Comments
One of the biggest sources of discussion is how frequent comments should be, where they should go, and what they should say. One particularly famous set of style guidelines for assembly language coding a few decades back said that every statement should have a comment. This lead to lines such as
ADD r1, 8 ; add 8 to register 1.
Programmers, being lazy people in general, even automated this, running their code through a simple program that added a comment like this to the end of any line that didn't contain a comment already.
This directive was well intentioned, but it didn't pass the test I proposed: It couldn't explain why it was there and what it hoped to achieve. What are comments for? You can probably see that the comment here is pretty useless, but why is it useless? The answer is that it contains no more information than the code. This kind of comment is sometimes useful for sanity checking. For example, if I write:
// Multiply x by 2: x <<= 2;
Someone looking at this code can see that either the comment is wrong or the code is wrong. Unfortunately, this is still not particularly useful. It gives a bit more informationthe shift is being used as a multiplicationbut doesn't give you the important information, namely why x needs to be multiplied by two (or possibly four).
The point of comments is to include information that is not visible in the code. This can include explaining why you are doing something, but in big projects there is another important use: Some of the people reading the comments will not be reading the code at all.
Most languages support some automated tools that will extract comments and generate documentation from them. These comments will be read mainly by people who won't want to read the code, and may not be able to. They need to explain how the various bits of the code should be used, rather than how they work.

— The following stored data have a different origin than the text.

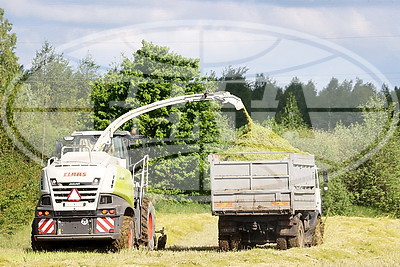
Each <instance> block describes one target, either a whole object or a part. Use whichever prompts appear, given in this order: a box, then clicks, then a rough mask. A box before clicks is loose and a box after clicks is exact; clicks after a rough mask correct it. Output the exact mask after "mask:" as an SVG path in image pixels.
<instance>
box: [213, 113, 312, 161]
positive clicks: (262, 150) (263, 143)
mask: <svg viewBox="0 0 400 267" xmlns="http://www.w3.org/2000/svg"><path fill="white" fill-rule="evenodd" d="M245 113H246V116H247V119H248V123H247V124H246V125H245V126H243V127H242V128H240V129H239V131H238V134H237V137H236V139H235V140H234V141H233V144H232V145H230V146H229V148H228V149H227V150H226V151H224V152H223V153H220V155H221V157H225V158H226V157H227V158H228V159H229V160H282V159H283V158H285V157H287V156H288V155H289V154H290V153H302V154H307V153H305V152H302V151H300V150H299V149H297V148H295V147H293V146H292V145H291V144H290V143H289V141H287V140H286V139H284V138H282V137H281V136H279V135H278V134H276V133H275V132H273V131H272V130H271V129H268V128H265V127H263V126H261V125H260V124H258V123H256V122H254V121H253V120H252V119H251V117H250V116H249V114H248V113H247V111H245ZM225 152H226V154H225ZM246 152H256V153H246ZM278 152H279V153H278ZM230 153H235V154H230Z"/></svg>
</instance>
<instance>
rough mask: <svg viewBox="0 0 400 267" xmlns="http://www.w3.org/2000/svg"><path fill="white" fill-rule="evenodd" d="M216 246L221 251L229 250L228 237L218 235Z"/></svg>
mask: <svg viewBox="0 0 400 267" xmlns="http://www.w3.org/2000/svg"><path fill="white" fill-rule="evenodd" d="M218 246H219V249H220V250H221V251H229V239H228V238H224V237H219V240H218Z"/></svg>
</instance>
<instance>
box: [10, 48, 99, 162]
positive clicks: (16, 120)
mask: <svg viewBox="0 0 400 267" xmlns="http://www.w3.org/2000/svg"><path fill="white" fill-rule="evenodd" d="M97 71H98V67H97V65H96V64H95V63H94V61H93V60H92V59H91V58H90V57H86V58H84V59H83V60H82V61H81V63H80V64H79V65H78V68H77V70H75V69H74V68H73V67H72V66H71V65H70V62H69V61H68V60H67V59H65V58H64V56H63V54H60V53H57V51H55V48H54V47H53V46H52V45H50V44H49V43H48V42H45V43H44V44H43V46H42V47H41V49H39V50H38V51H37V52H36V56H35V58H34V59H33V60H32V67H31V68H30V69H29V70H27V72H26V76H25V77H26V80H25V81H24V84H23V85H22V86H21V88H19V89H18V90H17V92H16V95H15V101H14V103H13V105H14V106H15V107H16V108H19V109H24V110H25V112H16V113H14V117H13V125H14V127H15V128H16V129H17V131H16V132H19V134H20V135H21V137H22V138H23V139H25V140H26V141H27V142H28V143H29V144H30V146H31V147H32V150H33V152H34V153H36V154H38V155H39V154H40V155H41V157H42V160H45V159H46V158H47V157H50V156H52V155H53V153H54V144H55V141H56V140H57V139H58V138H60V137H62V136H66V135H69V134H70V133H71V132H73V131H76V130H82V129H85V128H87V127H89V126H90V124H91V123H90V119H91V117H90V114H89V108H90V92H91V87H90V85H89V83H90V81H91V80H93V79H96V78H97V76H98V75H97Z"/></svg>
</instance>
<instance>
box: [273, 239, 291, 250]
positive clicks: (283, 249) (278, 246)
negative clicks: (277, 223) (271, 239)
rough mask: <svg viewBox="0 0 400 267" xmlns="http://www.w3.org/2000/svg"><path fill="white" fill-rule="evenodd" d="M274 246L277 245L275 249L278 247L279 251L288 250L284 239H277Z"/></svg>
mask: <svg viewBox="0 0 400 267" xmlns="http://www.w3.org/2000/svg"><path fill="white" fill-rule="evenodd" d="M276 244H277V247H278V249H279V250H286V249H288V247H287V240H286V237H278V238H277V239H276Z"/></svg>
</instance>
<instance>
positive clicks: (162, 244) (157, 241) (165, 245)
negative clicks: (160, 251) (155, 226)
mask: <svg viewBox="0 0 400 267" xmlns="http://www.w3.org/2000/svg"><path fill="white" fill-rule="evenodd" d="M166 245H167V235H162V236H160V237H159V238H158V241H157V250H161V249H165V246H166Z"/></svg>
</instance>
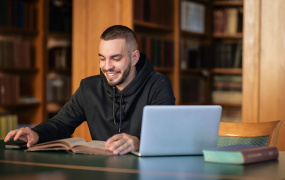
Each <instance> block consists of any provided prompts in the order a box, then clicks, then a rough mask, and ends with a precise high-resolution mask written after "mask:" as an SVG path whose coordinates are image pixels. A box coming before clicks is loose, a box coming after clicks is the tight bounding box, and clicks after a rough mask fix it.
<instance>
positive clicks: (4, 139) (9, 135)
mask: <svg viewBox="0 0 285 180" xmlns="http://www.w3.org/2000/svg"><path fill="white" fill-rule="evenodd" d="M17 131H18V130H12V131H10V132H9V133H8V134H7V135H6V137H5V139H4V142H8V141H9V140H10V139H11V138H12V137H14V136H15V134H16V133H17Z"/></svg>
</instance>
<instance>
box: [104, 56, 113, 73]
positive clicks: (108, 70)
mask: <svg viewBox="0 0 285 180" xmlns="http://www.w3.org/2000/svg"><path fill="white" fill-rule="evenodd" d="M113 68H114V65H113V63H112V61H111V60H110V59H106V60H105V65H104V69H105V70H106V71H109V70H113Z"/></svg>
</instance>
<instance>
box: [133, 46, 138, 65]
mask: <svg viewBox="0 0 285 180" xmlns="http://www.w3.org/2000/svg"><path fill="white" fill-rule="evenodd" d="M139 59H140V52H139V50H135V51H134V52H133V54H132V66H135V65H136V64H137V62H138V61H139Z"/></svg>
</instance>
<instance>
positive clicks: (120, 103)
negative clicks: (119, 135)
mask: <svg viewBox="0 0 285 180" xmlns="http://www.w3.org/2000/svg"><path fill="white" fill-rule="evenodd" d="M120 94H121V97H120V125H119V133H120V132H121V124H122V97H123V93H122V92H121V93H120Z"/></svg>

One problem that arises with some of these tools is whether you document the interface or the implementation. In a language like Java, where there is no distinction, this doesn't arise. In C-family languages, you typically declare code in a header and then implement it in a different file.
The obvious place to put documentation depends on who you ask. Some argue that it's more sensible to write it near the implementation, because then you can compare the documentation and the implementation easily. On the other hand, if you put it in the headers then someone with access to the header files is guaranteed to have access to the documentation, even if they didn't use the automated document extraction tools.
Which approach you choose depends on your workflow. If you are generating documents automatically from your revision control system, then it doesn't matter. If you are not, then people may not have access to the documentation when they are using the code. They will, at a minimum, have access to the compiled library binary and the headers, so putting them in the headers is a better choice. Whichever you choose, be consistent.